Get hands-on experience with 20+ free Google Cloud products and $300 in free credit for new customers.

Experiencing Micro-Outages Over VPN Tunnel: Any Suggestions?

We are experiencing network issues between one of our instances and a client, connected via a VPN tunnel. These issues result in 3 to 4 network micro-outages per day. During these micro-outages, our SaaS application becomes inaccessible, causing significant disruption.

How can we effectively detect and visualize such micro-outages? Has anyone else experienced similar issues, and are there best practices or tools to analyze and mitigate these problems?

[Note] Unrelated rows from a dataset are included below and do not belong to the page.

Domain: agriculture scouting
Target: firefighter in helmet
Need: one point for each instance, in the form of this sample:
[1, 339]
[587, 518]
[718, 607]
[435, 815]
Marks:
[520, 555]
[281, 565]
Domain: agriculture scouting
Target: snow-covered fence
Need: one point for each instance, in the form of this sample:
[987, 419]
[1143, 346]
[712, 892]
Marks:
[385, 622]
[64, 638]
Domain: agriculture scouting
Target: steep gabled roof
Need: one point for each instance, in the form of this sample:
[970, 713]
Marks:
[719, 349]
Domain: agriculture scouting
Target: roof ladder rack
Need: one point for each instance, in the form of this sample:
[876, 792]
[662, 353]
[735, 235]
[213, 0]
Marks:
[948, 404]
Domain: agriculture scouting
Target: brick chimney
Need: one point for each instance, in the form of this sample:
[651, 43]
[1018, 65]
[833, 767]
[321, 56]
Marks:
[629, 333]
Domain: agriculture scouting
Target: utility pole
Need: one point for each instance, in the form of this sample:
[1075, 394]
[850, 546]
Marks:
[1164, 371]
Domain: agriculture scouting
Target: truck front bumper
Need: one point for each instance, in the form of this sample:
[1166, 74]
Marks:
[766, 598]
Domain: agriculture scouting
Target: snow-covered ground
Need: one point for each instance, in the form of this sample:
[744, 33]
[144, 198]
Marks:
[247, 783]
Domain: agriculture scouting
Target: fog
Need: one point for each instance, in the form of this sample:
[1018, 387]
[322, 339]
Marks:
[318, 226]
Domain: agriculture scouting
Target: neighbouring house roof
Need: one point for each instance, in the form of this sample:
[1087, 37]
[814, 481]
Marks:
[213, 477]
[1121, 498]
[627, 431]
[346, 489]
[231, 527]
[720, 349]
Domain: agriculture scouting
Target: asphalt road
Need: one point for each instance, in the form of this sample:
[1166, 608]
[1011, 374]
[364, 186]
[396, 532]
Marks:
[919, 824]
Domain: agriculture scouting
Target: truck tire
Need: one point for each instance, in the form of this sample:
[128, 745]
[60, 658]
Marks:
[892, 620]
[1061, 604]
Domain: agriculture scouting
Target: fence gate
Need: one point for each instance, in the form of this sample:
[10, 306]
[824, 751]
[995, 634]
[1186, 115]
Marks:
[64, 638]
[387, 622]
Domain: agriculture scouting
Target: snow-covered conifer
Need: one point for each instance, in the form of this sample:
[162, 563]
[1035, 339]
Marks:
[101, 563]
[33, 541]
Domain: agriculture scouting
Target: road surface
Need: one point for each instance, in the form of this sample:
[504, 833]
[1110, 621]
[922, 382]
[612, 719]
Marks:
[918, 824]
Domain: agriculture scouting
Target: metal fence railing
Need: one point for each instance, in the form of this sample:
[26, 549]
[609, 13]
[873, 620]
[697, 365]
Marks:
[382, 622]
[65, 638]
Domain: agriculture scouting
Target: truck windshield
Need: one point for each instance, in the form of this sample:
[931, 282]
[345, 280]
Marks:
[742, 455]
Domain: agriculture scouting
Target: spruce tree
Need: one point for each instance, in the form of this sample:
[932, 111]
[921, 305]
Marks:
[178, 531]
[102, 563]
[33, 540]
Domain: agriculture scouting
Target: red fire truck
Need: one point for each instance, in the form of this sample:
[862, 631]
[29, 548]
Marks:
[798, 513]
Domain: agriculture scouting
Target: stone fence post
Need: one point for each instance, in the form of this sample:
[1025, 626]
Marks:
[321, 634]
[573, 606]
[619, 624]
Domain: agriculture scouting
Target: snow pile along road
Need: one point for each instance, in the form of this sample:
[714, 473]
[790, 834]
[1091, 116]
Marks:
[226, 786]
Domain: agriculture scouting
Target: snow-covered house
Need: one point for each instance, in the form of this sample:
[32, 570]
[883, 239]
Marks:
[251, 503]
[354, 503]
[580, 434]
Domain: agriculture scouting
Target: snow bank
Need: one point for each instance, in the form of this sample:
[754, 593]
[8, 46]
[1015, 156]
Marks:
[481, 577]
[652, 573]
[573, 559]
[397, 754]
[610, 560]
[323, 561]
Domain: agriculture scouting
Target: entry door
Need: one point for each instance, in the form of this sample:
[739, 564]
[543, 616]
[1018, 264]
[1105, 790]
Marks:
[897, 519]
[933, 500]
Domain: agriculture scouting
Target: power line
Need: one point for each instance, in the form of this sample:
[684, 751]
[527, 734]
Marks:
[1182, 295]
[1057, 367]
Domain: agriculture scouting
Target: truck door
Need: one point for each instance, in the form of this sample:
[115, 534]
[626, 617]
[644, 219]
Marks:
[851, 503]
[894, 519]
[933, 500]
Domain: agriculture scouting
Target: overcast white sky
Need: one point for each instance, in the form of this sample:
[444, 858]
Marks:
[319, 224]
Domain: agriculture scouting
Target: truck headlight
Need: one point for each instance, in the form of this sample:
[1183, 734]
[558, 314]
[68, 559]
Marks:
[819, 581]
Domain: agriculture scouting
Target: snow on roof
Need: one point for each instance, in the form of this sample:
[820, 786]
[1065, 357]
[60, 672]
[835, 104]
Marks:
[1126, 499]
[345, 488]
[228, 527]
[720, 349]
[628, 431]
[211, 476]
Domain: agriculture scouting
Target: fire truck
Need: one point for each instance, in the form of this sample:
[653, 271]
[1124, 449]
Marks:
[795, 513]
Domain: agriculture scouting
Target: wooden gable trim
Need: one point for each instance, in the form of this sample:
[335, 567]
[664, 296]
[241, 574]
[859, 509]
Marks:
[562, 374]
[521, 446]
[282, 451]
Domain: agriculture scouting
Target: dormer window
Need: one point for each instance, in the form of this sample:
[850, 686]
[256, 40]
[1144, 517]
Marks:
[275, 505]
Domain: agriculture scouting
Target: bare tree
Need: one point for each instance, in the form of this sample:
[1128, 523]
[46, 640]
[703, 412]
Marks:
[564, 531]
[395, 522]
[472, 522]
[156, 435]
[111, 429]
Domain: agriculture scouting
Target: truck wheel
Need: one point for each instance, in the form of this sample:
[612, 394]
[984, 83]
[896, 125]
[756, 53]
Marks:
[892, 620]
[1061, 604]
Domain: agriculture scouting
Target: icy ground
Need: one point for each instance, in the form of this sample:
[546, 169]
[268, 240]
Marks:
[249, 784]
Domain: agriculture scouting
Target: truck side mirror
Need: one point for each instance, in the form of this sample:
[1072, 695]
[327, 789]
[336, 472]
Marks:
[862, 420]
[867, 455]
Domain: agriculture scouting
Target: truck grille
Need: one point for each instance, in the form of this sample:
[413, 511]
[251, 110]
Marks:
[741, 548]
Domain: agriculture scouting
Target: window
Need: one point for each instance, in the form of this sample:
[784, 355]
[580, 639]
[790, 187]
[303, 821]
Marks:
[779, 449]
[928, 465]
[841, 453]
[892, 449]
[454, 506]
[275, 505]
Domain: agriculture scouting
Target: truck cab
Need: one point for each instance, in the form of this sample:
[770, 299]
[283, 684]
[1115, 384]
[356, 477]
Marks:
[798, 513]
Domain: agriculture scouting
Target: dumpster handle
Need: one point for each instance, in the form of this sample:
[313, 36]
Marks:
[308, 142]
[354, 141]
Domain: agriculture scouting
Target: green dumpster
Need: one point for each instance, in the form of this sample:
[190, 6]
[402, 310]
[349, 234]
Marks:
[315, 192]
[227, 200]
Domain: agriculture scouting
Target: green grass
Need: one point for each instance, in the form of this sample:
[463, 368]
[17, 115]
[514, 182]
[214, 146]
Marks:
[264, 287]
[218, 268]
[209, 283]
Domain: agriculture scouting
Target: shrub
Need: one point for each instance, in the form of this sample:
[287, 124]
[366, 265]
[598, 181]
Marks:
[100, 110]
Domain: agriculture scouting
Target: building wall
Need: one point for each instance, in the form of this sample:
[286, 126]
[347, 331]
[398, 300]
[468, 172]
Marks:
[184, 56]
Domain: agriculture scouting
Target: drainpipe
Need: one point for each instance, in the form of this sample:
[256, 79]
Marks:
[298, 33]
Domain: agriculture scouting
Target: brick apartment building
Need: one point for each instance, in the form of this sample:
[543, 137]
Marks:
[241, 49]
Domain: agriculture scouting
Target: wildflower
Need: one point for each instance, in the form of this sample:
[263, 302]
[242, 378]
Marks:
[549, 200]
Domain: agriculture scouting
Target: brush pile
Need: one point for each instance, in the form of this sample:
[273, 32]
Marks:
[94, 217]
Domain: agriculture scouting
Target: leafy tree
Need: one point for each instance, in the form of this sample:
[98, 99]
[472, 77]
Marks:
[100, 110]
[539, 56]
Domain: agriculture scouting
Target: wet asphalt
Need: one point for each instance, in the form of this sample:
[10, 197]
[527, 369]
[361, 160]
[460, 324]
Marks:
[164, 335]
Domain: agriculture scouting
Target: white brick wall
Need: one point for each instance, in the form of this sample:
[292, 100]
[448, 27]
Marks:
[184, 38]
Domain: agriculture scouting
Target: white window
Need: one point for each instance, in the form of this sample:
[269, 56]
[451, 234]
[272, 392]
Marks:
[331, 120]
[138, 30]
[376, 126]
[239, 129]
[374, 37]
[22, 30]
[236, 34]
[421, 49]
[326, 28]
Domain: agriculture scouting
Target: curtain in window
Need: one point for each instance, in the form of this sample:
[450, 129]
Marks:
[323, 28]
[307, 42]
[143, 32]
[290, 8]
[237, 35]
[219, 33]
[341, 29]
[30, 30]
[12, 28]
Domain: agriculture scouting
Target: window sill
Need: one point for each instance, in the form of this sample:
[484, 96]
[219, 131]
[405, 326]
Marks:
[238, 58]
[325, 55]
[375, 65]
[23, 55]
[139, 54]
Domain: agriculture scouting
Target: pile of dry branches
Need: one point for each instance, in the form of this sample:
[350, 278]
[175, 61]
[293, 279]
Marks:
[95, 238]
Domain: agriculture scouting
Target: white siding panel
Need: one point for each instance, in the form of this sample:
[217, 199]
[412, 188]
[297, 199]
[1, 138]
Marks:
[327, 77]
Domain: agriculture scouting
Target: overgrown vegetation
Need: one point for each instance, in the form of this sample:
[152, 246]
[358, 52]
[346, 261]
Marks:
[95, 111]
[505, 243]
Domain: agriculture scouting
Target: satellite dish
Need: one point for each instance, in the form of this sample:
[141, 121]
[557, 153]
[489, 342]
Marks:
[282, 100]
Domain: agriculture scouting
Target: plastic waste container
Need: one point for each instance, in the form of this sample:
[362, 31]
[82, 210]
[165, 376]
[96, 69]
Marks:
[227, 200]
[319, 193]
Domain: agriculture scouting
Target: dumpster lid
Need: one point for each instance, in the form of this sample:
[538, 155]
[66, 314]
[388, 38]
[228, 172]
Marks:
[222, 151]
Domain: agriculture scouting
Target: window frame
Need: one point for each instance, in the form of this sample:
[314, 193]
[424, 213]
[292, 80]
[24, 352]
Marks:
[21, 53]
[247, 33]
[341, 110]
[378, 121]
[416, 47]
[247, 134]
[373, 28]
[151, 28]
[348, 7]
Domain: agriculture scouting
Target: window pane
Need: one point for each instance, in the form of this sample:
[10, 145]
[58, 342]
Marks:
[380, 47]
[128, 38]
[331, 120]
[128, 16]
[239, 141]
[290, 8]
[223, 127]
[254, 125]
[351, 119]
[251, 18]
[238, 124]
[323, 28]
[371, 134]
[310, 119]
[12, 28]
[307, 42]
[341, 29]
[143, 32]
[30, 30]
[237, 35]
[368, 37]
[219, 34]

Thank you for your insights.

0 3 173
3 REPLIES 3

Hey @saray_hach hope all is well.

I think there is some missing context, which could help with suggestions. I understand you have intermittent connectivity issues in communications between endpoint in GCP and on-prem over Cloud VPN built on top of Cloud interconnect (based on topic labels). These issues manifest in a number of short outages throughout a day. How did you narrow it down to the Cloud VPN being the cause (or even have you?) and what you already looked at? Generally speaking Cloud Monitoring and Cloud Logging would be my first thing to check. This could help you visualize/analyze things like - interconnect uptime, bgp uptime, ipsec uptime, specific error messages in logs at the time of the issue. Did you look at these, what were your findings?

Hello,

Thanks for pointing this out!

You’re right; I haven’t entirely ruled out other potential causes beyond the Cloud VPN itself. The reason we suspect the VPN is that the micro-outages seem to align with tunnel renegotiation events. However, I agree this could also be influenced by interconnect or on-prem issues.

To your point, I’ve looked at Cloud Monitoring, but I’ll revisit it and check metrics that you suggest.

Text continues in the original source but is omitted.